Ocean is the right kind of EV at the right time
There’s no genius to how that range has been delivered. Fisker has just gone for the biggest drive battery it can afford and, as a result, it’s made an EV that’s fairly heavy and that, while very comfy, doesn’t quite handle like a Polestar 2.
But it’s only prioritising. It’s observed the prospect of a ceiling for the market penetration of EVs – recognised that for people who, for whatever reason, can’t manage to charge at home, EVs look like a rather elitist and exclusive solution.
So it’s come up with a family car you could genuinely charge once or twice weekly, while out and about, instead – even if you’re a higher-mileage driver. One with a fresh face and some novelty features, sure, but, underneath the daft ‘taco tray’ and the cinemaaspect rotating infotainment screen, the deeply sensible, practical soul of the kind of EV that we’ve been waiting a long time for.
MATT SAUNDERS
PORSCHE 911 SPORT CLASSIC
Porsche is currently hooked on the hard stuff: the rare-groove special editions every manufacturer of note seems to be purveying as though their existence depended on it. (Maybe it does?) It’s obvious why. These creations delight the engineering teams, but so too do they have the beancounters positively frothing at the mouth, such is the willingness to swallow outrageous prices. It’s easy to see these projects as cynical.
And then you meet the cars first hand.

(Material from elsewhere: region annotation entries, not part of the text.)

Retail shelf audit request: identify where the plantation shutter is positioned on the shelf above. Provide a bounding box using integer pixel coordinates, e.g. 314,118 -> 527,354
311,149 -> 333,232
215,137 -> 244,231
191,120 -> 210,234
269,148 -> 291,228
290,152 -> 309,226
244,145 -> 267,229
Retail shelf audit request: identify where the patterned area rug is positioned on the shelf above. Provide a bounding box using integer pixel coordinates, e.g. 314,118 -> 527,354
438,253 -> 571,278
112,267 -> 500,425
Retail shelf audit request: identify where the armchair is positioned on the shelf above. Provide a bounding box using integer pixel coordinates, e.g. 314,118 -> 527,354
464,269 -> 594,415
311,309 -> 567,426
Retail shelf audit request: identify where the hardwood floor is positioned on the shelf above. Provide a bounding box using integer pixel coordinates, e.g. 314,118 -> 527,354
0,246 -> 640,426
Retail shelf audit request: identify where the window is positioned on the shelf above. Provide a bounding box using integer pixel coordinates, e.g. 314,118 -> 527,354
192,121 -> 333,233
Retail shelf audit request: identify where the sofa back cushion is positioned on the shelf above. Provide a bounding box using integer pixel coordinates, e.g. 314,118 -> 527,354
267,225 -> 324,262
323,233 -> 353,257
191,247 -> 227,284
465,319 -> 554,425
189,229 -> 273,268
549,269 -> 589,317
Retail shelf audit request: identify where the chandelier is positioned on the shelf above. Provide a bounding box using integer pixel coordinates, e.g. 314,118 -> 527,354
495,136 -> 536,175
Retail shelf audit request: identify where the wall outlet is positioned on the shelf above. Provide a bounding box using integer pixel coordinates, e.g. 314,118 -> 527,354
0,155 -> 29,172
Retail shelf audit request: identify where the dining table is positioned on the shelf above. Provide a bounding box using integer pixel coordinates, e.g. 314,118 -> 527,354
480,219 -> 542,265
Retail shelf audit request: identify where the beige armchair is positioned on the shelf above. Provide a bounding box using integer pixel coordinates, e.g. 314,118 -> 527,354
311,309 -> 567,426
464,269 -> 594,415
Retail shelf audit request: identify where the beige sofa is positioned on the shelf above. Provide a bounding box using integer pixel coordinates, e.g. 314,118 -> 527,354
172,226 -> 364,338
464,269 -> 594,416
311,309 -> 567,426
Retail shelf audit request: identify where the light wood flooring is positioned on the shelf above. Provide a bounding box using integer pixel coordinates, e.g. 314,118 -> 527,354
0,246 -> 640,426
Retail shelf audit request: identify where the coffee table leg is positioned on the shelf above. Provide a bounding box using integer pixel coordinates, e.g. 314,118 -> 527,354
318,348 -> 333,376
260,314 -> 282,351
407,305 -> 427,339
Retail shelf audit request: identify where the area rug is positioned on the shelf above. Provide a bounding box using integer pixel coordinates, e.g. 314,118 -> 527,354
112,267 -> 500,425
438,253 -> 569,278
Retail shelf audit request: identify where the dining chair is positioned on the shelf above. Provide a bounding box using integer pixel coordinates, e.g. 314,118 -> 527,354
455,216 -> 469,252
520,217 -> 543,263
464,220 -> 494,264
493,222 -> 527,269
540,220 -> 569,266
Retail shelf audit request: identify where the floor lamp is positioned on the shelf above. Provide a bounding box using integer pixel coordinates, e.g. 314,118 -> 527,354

The 911 Dakar? Silly car, silly price, but truly, superbly fine company in the real world and an instant classic. The new 911 S/T? Hugely contrived, despicably expensive, but probably the most intoxicating yet usable supercar Porsche has ever made. Sublime.
Which brings us to the 911 Sport Classic, which arguably started all this nonsense in the ‘997’ era, when it embraced a style-over-substance approach with an entirely pointless duck-tail, houndstooth innards and almost no mechanical tickles. Asking price: £140k. Or, in 2009, £10k more than a 911 GT2!